Let us first talk about average, or mean. When we talk about taking the mean and it to be useful we usually assume(or should assume) that the data distribution is uniform. The estimation with average as a central tendency breaks apart when we are encountered with skewed data. In fact almost most of the data in the real world is skewed except for those textbooks examples. To bring home my point let me tell you a joke, about a statistician. It is said that there was a very tall statistician who was crossing a river with his family of a very short wife and 3 very small kids. He had to decide whether to cross the river or not. He being a mean guy(pun intended) he decided to take the mean or the average of the height of the whole family, and compare it with the depth of the river. He found out that the average height of his family just manage to top the depth of the river. And he decided to cross with his whole family. When he reached the other side, not surprisingly he found out that he is the only one who was able to cross the river, and the rest of the family drowned. The same happens in the real world estimation. The average or the mean is almost always a bad measure of central tendency. In fact nature works more on what is called Pareto Distribution, or 80-20 rule in layman’s parlance.

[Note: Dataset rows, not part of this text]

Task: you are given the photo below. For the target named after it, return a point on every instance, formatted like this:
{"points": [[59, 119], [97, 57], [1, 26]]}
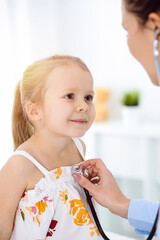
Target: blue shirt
{"points": [[142, 214]]}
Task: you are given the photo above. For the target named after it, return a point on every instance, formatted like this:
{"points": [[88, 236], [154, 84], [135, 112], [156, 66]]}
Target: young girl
{"points": [[39, 198]]}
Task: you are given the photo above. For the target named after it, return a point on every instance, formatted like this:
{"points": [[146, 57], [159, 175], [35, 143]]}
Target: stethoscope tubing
{"points": [[95, 215], [151, 235]]}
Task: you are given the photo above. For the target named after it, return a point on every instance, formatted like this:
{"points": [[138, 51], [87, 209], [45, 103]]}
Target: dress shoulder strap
{"points": [[33, 160], [79, 146]]}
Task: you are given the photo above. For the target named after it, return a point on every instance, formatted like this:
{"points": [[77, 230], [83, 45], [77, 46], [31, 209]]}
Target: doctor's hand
{"points": [[103, 187]]}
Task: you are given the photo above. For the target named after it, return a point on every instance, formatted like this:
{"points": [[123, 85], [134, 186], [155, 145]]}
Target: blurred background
{"points": [[91, 30]]}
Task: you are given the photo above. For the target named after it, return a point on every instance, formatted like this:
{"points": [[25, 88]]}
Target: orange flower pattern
{"points": [[81, 216], [37, 210], [64, 196]]}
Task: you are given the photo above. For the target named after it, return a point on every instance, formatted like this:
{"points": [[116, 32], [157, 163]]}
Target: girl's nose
{"points": [[82, 107]]}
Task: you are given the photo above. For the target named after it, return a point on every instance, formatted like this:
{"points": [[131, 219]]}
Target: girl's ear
{"points": [[155, 19], [33, 112]]}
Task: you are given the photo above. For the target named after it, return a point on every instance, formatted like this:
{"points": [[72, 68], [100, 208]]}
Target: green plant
{"points": [[131, 98]]}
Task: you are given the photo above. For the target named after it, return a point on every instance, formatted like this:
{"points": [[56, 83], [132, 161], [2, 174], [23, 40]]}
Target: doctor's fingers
{"points": [[97, 162]]}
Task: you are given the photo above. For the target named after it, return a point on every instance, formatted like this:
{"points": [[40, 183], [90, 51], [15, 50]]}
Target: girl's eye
{"points": [[89, 98], [69, 96]]}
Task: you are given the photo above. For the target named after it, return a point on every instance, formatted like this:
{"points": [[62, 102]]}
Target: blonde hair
{"points": [[31, 88]]}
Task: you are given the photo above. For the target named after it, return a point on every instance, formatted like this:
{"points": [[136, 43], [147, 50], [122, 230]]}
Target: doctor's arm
{"points": [[141, 214]]}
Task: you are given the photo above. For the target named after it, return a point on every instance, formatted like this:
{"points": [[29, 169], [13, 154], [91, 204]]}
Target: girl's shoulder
{"points": [[83, 145], [20, 169]]}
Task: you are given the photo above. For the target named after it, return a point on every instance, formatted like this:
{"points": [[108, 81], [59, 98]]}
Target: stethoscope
{"points": [[84, 171], [156, 53]]}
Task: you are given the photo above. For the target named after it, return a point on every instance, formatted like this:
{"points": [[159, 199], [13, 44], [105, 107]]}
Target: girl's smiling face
{"points": [[68, 107]]}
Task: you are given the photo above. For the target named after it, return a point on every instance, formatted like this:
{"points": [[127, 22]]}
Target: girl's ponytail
{"points": [[22, 130]]}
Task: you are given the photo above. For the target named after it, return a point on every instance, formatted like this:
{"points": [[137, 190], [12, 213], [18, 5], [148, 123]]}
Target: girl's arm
{"points": [[13, 182]]}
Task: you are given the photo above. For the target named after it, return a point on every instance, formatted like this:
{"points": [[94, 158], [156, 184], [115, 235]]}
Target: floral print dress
{"points": [[56, 208]]}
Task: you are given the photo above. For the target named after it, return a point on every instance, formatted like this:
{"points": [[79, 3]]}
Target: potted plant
{"points": [[131, 106]]}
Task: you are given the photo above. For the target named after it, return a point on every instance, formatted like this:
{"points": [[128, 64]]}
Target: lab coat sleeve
{"points": [[142, 214]]}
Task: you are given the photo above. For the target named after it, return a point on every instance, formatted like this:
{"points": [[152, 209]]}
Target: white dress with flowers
{"points": [[56, 208]]}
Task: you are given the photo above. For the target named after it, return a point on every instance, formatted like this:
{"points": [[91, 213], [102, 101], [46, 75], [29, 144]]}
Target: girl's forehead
{"points": [[67, 75]]}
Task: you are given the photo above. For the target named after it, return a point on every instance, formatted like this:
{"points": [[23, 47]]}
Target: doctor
{"points": [[141, 20]]}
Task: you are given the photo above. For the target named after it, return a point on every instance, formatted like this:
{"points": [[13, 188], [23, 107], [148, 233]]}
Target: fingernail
{"points": [[76, 176]]}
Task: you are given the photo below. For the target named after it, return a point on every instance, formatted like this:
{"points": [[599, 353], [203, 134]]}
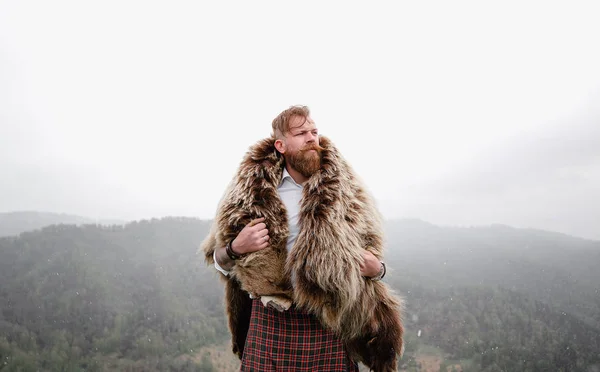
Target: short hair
{"points": [[281, 124]]}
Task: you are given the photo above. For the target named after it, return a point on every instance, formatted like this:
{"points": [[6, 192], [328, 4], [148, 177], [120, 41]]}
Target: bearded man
{"points": [[299, 243]]}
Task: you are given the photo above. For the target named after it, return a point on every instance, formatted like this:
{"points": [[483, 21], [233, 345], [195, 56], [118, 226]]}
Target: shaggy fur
{"points": [[337, 221]]}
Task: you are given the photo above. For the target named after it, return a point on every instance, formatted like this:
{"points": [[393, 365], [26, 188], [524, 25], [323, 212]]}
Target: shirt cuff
{"points": [[219, 268]]}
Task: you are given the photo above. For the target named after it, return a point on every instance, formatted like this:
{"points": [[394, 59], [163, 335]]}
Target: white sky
{"points": [[138, 109]]}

Now let us talk about word density. Let us for sometimes ignore the fact that the term does not satisfy the rigor of mathematical definition, and is more of a buzzword than actually something statistically useful. But the general idea is to match the most number of keywords pertaining to the supposed subject. Let us say you are manually looking for the page most relevant to the subject ‘apple computers’, and on your side you have a list of words pertaining to ‘apple computers’. One document you find that it contains the words– apple, steve, steve woz, steve jobs, mac,leopard etc etc etc…and it matches 90% of your word list. What is your conclusion? I would definitely say that the aforementioned document is NOT related to apple computers, but actually is a spam. So basically a simplistic keyword density spews out spam after spam and you are wondering what is wrong. It is not just that the word density technique is very easy to game, but that it also inherently is a mismatch to the real world situation. You don’t come across relevant documents with neatly placed word density. And to top it all, your list of relevant terms may not be complete and are likely to give lots of false positive.
I vote for banning these two words in the technical exchanges- average/mean and ‘word density’ so that we don’t fall into woolly thinking.